The result has been increasing discrimination against HispanicLatinos in the form of gerrymandering against Democrats.  Of course, the opposite is true.  Where Democrats dominate, they have used gerrymandering to punish Republicans – and HispanicLatinos come up short in some states where Democrats hold power.  In those states, entrenched political interests protect non-HispanicLatino incumbents who hold office.

Some of this is accepted as the day-to-day give and take of politics and the rumble of the human condition.  But it is a convenient thing, indeed, for the current Supreme Court to fall back on the excuse that the growth of minority populations makes unnecessary initiatives that seek to advance their interests, whether to gain admission to colleges and universities with low minority enrollments or to compete in the business world from which so many minorities were systematically excluded – or to be free to vote without intimidation or duress.
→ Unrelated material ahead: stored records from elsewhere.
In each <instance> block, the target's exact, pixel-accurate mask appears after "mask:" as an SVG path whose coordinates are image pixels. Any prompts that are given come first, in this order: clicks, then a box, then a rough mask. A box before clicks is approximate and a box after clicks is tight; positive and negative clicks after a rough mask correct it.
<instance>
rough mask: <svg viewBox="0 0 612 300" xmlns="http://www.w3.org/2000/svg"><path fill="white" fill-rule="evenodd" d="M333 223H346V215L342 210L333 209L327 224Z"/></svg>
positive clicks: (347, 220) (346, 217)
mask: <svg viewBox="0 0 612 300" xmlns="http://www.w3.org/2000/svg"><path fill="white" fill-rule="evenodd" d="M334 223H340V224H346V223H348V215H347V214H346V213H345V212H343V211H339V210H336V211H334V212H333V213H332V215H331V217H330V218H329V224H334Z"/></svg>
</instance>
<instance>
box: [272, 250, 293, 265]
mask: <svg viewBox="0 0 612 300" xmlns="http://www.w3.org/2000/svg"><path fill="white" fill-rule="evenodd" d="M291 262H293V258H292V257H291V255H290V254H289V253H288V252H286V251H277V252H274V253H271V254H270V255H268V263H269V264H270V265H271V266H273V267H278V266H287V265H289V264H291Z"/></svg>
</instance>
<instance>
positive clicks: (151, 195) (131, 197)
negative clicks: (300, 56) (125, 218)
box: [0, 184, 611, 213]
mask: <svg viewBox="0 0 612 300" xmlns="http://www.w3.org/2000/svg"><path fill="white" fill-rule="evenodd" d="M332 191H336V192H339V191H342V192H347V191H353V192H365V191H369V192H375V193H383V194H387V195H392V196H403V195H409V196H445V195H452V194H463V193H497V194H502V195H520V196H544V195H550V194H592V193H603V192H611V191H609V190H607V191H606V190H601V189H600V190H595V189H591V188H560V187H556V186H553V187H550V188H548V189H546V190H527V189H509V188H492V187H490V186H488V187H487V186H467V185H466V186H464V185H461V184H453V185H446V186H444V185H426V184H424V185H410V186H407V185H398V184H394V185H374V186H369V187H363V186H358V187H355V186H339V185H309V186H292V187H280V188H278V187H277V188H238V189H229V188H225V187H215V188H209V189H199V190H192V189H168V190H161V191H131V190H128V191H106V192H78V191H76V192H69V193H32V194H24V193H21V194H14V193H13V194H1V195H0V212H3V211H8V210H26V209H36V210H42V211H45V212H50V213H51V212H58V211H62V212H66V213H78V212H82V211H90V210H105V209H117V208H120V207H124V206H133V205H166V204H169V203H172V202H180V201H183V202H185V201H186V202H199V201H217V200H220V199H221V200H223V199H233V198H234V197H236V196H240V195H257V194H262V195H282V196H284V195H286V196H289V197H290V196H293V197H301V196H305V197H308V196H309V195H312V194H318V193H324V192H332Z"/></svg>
The nation’s uneven journey to a more-equitable present still masks severe inequality in fundamentally important ways.  No greater evidence is needed than in the six percent of the members of the House of Representatives who are HispanicLatino. They represent a HispanicLatino population that is17 percent of the nation’s total population.  Economic and demographic inequality cannot be remedied ever if HispanicLatinos remain less than half of what they should be politically.

The promise of the nation is that is moves – in fits and starts at times – to mend itself.  From Civil War came triumph for the African American then disappointment with the restoration of the power of the white population in the South.  Then came the push for equality starting with Franklin Roosevelt, Harry Truman and John Kennedy that Lyndon Johnson ramrodded through Congress – actions ratified by Supreme Courts they appointed.  HispanicLatinos benefitted by the African American struggle for justice, and so it is no accident that they voted for President Obama’s re-election by more than 70 percent along with more than half of the nation.

But the effort of the majority of the population to push the nation in the right direction has many hills to climb.  Righting the HispanicLatino imbalance in Congress must become a serious political goal so that the political heritage that once so brutally treated minorities and that still resonates in some quarters of the Republic are what become quaint.

Jesse Treviño is the former editorial page editor of The Austin American-Statesman.